+4

Ben Wagner: Das Internet als Menschenrecht


Foto: Samuel ZellerWer hat teil an der digitalen Gesellschaft – und wer nicht? Foto: Samuel Zeller (CC0 1.0)

Ohne digitale Kommunikation kann heute Gesellschaft nicht mehr entstehen – meint Ben Wagner vom Centre for the Internet and Human Rights. So bräuchten etwa Flüchtlinge in Deutschland einen Internetzugang. Wagners Forderung: Das Internet muss ein Menschenrecht werden.


Ein Beitrag von Ben Wagner, Direktor des Centre for the Internet and Human Rights (CIHR) und Vereinsmitglied des Publixphere e.V.

Eigentlich ist es ganz einfach: In Syrien wird das Internet als Kriegswaffe eingesetzt. Das Abschalten des Netzes ist ein zentraler Bestandteil des Konfliktes, sagt zum Beispiel die Wissenschaftlerin Anita Gohdes, die in Harvard forscht. Im Kongo wurden Internet und Telekommunikation ausgeschaltet und bis heute nicht vollständig wiederhergestellt, offenbar eine Antwort der Regierung auf Massendemonstrationen. Und in Indien unterbindet der Bundesstaat Gujarat ebenfalls als Reaktion auf Massendemonstrationen für sechs Tage alle Internet und Telefonverbindungen für 63 Millionen Menschen – nicht einmal der Notruf ist erreichbar.

In Anbetracht dieser Situation sollte die alte Debatte, ob das Internet nun ein Menschenrecht ist, oder nicht, längst beendet sein. Das Für und Wider wurde im Detail diskutiert, nicht zuletzt vom “Vater des Internets”, Vint Cerf, der die Forderung immer wieder strikt ablehnt.

Man muss gar nicht auf ärmere Länder gucken, um die Debatte zu beenden. Auch in Deutschland, den USA und Österreich wird die Abschaltung von Kommunikation in Notfällen diskutiert – je nachdem, was die Regierung unter “Notfall” versteht. So enthält zum Beispiel das Polizei- und Ordnungsbehördengesetz in Rheinland-Pfalz den Paragrafen 31d, der die Abschaltung von Kommunikation als Notfallmaßnahme erlaubt. In Großbritannien hat die britische Regierung ausführlich während der Ausschreitungen im Jahr 2011 über die Abschaltung von verschiedenen Kommunikationskanälen diskutiert. Von beteiligten Experten hört man, die Regierung hätte sich weniger aus Überzeugung zurückgehalten denn aus Imagegründen, man habe nicht “wie China” wirken wollen.

Die eigentliche Frage, die ein Land beim Abschalten beantwortet, ist: Wer gehört nicht zur Gesellschaft?

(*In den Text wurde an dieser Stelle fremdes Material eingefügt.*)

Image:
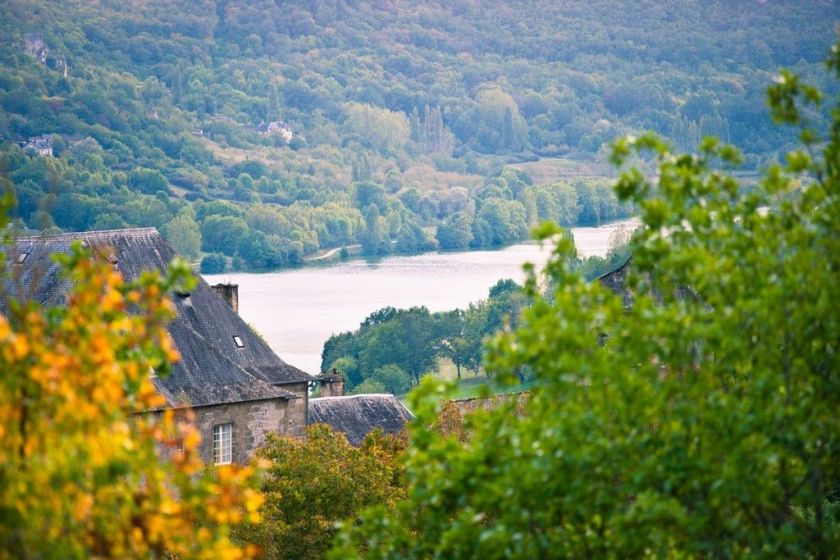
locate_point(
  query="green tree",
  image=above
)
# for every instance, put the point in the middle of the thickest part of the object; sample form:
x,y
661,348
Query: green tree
x,y
311,483
392,378
455,232
698,422
375,239
148,181
80,463
223,234
183,233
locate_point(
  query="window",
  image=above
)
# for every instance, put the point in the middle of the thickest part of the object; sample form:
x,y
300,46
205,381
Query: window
x,y
223,444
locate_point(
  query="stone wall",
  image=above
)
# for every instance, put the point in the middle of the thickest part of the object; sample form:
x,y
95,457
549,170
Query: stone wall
x,y
251,421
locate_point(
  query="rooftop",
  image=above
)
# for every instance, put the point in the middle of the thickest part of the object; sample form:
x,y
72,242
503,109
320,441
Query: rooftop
x,y
213,368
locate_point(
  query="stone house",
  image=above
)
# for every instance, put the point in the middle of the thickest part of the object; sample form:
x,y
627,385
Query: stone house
x,y
617,281
35,46
237,386
357,415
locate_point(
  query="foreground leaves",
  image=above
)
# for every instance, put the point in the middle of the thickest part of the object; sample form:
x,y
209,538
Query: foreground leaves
x,y
700,422
80,468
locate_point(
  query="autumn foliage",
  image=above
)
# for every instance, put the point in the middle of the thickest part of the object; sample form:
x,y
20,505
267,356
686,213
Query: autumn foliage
x,y
81,474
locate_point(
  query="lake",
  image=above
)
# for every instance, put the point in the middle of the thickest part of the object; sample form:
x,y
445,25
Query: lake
x,y
297,310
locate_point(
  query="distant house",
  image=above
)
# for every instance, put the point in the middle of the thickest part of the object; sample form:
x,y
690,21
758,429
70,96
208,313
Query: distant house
x,y
239,389
616,280
280,128
357,415
41,145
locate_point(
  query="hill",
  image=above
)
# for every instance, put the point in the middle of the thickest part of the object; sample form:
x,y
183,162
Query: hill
x,y
393,121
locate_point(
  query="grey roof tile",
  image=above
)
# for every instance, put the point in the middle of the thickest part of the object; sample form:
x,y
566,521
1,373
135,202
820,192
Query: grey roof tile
x,y
212,369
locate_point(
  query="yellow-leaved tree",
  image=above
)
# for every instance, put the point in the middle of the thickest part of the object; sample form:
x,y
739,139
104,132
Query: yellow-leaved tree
x,y
80,468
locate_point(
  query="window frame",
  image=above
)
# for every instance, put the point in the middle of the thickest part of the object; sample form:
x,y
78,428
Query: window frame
x,y
223,444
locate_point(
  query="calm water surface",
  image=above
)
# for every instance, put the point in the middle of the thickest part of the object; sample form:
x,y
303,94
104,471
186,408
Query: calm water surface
x,y
298,310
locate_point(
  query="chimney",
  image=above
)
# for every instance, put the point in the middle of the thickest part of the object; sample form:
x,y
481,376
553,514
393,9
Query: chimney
x,y
229,293
332,384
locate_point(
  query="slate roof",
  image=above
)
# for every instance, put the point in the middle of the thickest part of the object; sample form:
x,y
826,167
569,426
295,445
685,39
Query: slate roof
x,y
358,415
212,369
616,281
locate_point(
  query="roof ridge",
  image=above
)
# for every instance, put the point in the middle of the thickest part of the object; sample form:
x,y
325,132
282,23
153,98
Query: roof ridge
x,y
93,233
391,395
250,377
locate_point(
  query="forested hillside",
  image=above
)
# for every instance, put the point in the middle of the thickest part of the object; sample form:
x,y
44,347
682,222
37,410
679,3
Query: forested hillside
x,y
395,123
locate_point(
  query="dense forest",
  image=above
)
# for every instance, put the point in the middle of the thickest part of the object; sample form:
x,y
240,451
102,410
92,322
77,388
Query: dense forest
x,y
257,133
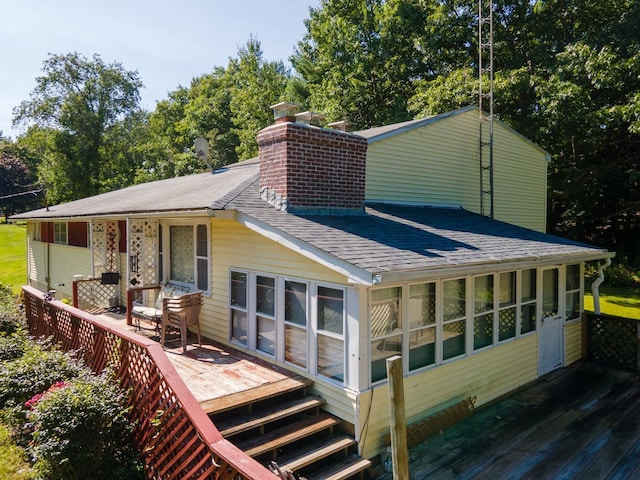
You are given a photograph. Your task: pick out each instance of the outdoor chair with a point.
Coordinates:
(145, 303)
(181, 313)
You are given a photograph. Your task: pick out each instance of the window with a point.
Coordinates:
(572, 289)
(188, 255)
(454, 318)
(422, 325)
(279, 317)
(330, 328)
(386, 329)
(266, 314)
(507, 306)
(482, 311)
(238, 303)
(35, 231)
(295, 323)
(60, 233)
(528, 299)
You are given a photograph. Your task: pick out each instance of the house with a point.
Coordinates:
(333, 251)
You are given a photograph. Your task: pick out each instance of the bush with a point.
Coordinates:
(36, 370)
(81, 430)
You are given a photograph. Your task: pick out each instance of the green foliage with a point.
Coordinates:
(360, 58)
(11, 316)
(13, 265)
(35, 371)
(76, 102)
(81, 430)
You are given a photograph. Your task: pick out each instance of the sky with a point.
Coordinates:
(169, 42)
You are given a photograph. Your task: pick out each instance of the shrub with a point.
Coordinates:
(81, 430)
(37, 369)
(14, 345)
(11, 316)
(618, 274)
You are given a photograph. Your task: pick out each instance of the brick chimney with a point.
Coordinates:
(312, 170)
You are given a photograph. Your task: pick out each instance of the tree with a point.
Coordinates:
(78, 101)
(18, 188)
(360, 58)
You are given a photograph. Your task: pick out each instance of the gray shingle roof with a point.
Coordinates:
(393, 238)
(182, 194)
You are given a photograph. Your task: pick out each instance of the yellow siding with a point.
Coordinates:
(486, 375)
(572, 342)
(235, 246)
(439, 164)
(69, 261)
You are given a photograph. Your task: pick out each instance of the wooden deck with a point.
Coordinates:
(582, 422)
(218, 376)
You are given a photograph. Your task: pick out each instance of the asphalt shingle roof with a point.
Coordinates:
(391, 238)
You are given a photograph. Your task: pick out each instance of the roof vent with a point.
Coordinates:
(342, 125)
(310, 118)
(285, 112)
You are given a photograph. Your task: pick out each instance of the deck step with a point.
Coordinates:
(342, 470)
(238, 424)
(250, 396)
(315, 452)
(283, 436)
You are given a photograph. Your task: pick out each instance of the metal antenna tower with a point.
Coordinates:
(485, 100)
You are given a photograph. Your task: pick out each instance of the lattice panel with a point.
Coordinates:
(613, 341)
(507, 323)
(420, 431)
(171, 430)
(93, 294)
(143, 252)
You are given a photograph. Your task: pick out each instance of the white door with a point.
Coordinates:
(550, 336)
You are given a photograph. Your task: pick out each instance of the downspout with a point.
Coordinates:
(595, 286)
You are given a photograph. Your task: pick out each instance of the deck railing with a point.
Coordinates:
(613, 341)
(172, 432)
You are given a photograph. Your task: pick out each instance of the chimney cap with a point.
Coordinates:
(310, 118)
(342, 125)
(284, 110)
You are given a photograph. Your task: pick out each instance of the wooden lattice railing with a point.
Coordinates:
(175, 436)
(91, 293)
(613, 341)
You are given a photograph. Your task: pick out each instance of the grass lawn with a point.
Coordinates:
(617, 301)
(13, 257)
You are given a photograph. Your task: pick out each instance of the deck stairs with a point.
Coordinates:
(282, 422)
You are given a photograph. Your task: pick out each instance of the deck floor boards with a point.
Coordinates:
(581, 422)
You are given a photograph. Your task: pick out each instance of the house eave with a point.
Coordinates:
(456, 270)
(114, 215)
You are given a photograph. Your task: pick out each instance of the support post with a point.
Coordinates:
(398, 425)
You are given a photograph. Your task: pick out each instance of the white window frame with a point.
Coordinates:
(165, 254)
(60, 234)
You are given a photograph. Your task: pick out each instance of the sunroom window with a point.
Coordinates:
(238, 304)
(507, 308)
(454, 318)
(189, 255)
(386, 329)
(573, 292)
(483, 311)
(528, 300)
(295, 322)
(330, 315)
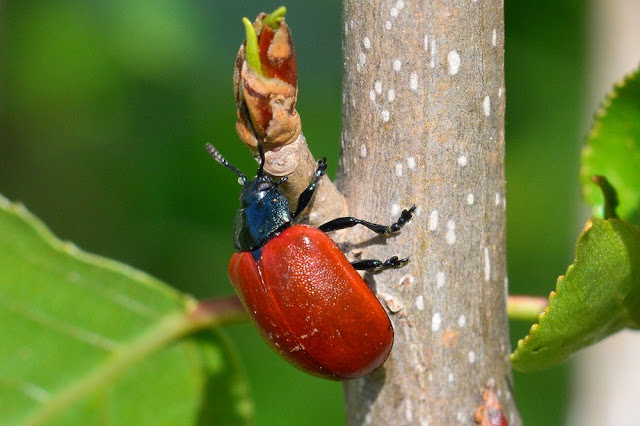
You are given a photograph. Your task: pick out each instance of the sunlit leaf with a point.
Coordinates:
(598, 296)
(86, 340)
(613, 150)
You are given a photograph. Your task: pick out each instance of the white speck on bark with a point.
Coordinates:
(433, 220)
(454, 62)
(436, 321)
(486, 105)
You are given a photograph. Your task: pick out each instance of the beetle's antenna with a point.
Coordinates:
(261, 152)
(220, 159)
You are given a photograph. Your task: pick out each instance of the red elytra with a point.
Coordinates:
(311, 306)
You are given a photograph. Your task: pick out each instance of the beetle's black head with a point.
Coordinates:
(264, 210)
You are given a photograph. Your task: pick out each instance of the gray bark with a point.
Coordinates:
(423, 124)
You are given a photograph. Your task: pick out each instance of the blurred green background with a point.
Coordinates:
(105, 107)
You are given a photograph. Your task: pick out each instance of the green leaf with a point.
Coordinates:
(87, 340)
(613, 150)
(274, 18)
(598, 296)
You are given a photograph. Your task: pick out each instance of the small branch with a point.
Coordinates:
(525, 308)
(218, 312)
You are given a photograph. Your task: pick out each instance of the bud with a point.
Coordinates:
(265, 83)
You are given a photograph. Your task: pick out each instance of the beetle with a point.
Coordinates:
(306, 299)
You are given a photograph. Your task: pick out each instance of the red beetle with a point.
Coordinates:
(305, 298)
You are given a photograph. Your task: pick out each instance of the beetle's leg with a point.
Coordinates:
(305, 196)
(348, 222)
(377, 265)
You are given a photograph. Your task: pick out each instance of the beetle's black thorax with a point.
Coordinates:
(263, 213)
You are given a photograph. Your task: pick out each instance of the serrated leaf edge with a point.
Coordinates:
(587, 150)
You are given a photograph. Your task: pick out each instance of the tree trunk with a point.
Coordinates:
(423, 124)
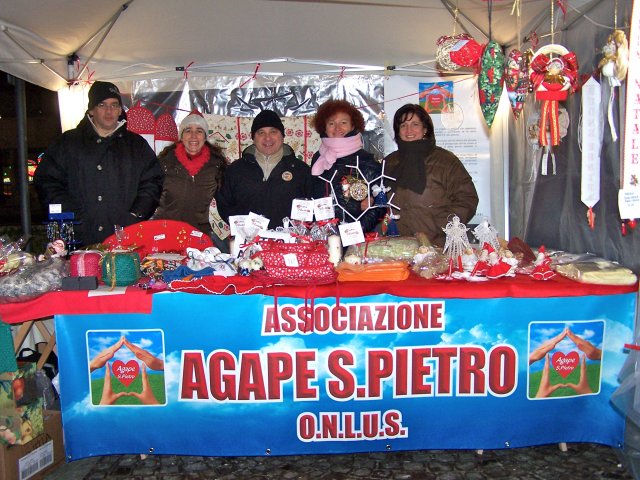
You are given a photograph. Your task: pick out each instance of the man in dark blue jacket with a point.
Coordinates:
(100, 171)
(268, 176)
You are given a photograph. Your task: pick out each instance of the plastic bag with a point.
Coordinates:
(33, 280)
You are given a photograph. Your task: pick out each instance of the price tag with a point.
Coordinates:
(323, 208)
(351, 233)
(302, 210)
(257, 222)
(236, 224)
(291, 260)
(629, 203)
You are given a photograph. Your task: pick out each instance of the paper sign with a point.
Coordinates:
(256, 222)
(55, 208)
(284, 237)
(323, 208)
(290, 260)
(629, 203)
(302, 210)
(351, 233)
(236, 224)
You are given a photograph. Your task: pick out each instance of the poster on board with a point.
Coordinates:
(459, 126)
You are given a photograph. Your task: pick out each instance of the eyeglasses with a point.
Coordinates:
(109, 106)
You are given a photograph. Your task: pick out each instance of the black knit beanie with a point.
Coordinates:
(100, 91)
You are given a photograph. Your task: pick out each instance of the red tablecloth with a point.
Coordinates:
(415, 286)
(136, 300)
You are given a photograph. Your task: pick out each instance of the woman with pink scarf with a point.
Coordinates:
(342, 163)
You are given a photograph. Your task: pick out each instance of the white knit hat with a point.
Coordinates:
(194, 118)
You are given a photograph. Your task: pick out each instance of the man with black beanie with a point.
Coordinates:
(100, 171)
(268, 176)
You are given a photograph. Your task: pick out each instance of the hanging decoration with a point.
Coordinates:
(533, 139)
(140, 120)
(166, 132)
(614, 65)
(516, 78)
(629, 194)
(553, 73)
(490, 80)
(458, 51)
(591, 144)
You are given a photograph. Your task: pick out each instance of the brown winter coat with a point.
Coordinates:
(449, 191)
(185, 197)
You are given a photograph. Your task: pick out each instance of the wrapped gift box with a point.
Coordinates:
(18, 388)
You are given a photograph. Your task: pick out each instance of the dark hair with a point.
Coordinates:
(329, 108)
(407, 111)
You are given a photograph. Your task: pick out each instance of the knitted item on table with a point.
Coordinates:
(7, 355)
(121, 269)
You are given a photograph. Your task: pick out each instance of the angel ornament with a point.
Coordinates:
(614, 65)
(615, 58)
(486, 233)
(456, 243)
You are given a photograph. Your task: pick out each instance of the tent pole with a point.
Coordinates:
(448, 6)
(21, 171)
(112, 21)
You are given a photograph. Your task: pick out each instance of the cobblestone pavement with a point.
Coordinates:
(581, 461)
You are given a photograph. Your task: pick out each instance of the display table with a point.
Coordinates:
(341, 368)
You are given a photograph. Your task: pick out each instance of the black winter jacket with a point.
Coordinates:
(369, 168)
(244, 190)
(101, 180)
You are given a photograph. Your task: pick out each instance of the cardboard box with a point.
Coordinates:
(18, 388)
(25, 423)
(38, 457)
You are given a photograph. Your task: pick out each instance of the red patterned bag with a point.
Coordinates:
(297, 263)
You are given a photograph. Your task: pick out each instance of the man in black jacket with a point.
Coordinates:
(268, 176)
(100, 171)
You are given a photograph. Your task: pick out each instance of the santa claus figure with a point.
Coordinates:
(497, 267)
(542, 266)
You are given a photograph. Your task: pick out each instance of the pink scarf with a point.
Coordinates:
(333, 148)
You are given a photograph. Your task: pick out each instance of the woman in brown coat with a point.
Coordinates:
(193, 170)
(431, 183)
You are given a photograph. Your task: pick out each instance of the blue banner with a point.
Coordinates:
(253, 375)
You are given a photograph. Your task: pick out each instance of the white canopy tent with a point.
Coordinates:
(50, 43)
(55, 44)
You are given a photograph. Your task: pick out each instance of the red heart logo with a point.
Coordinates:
(125, 372)
(565, 364)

Die traurige Spitzenposition in der langen, globalen Liste der Kommunikationsabschaltung hält Pakistan inne, ein Land, das wie kaum ein anderes vom globalen Anti-Terror-Kampf geprägt ist. Hier klagen selbst höchste Regierungsbeamte über das übermächtige Militär, dementsprechend spielen Fragen der nationalen Sicherheit eine herausragende Rolle. Seit 2012 sind in Pakistan mindestens 24 großflächige Abschaltungen von Internet und Mobilfunk dokumentiert, die aus “Sicherheitsgründen” absichtlich von der pakistanischen Regierung herbeigeführt wurden. In kaum einem anderen Land lässt sich so gut beobachten, welche Konsequenzen die regelmäßige Abschaltung von Kommunikation auf die Gesellschaft hat.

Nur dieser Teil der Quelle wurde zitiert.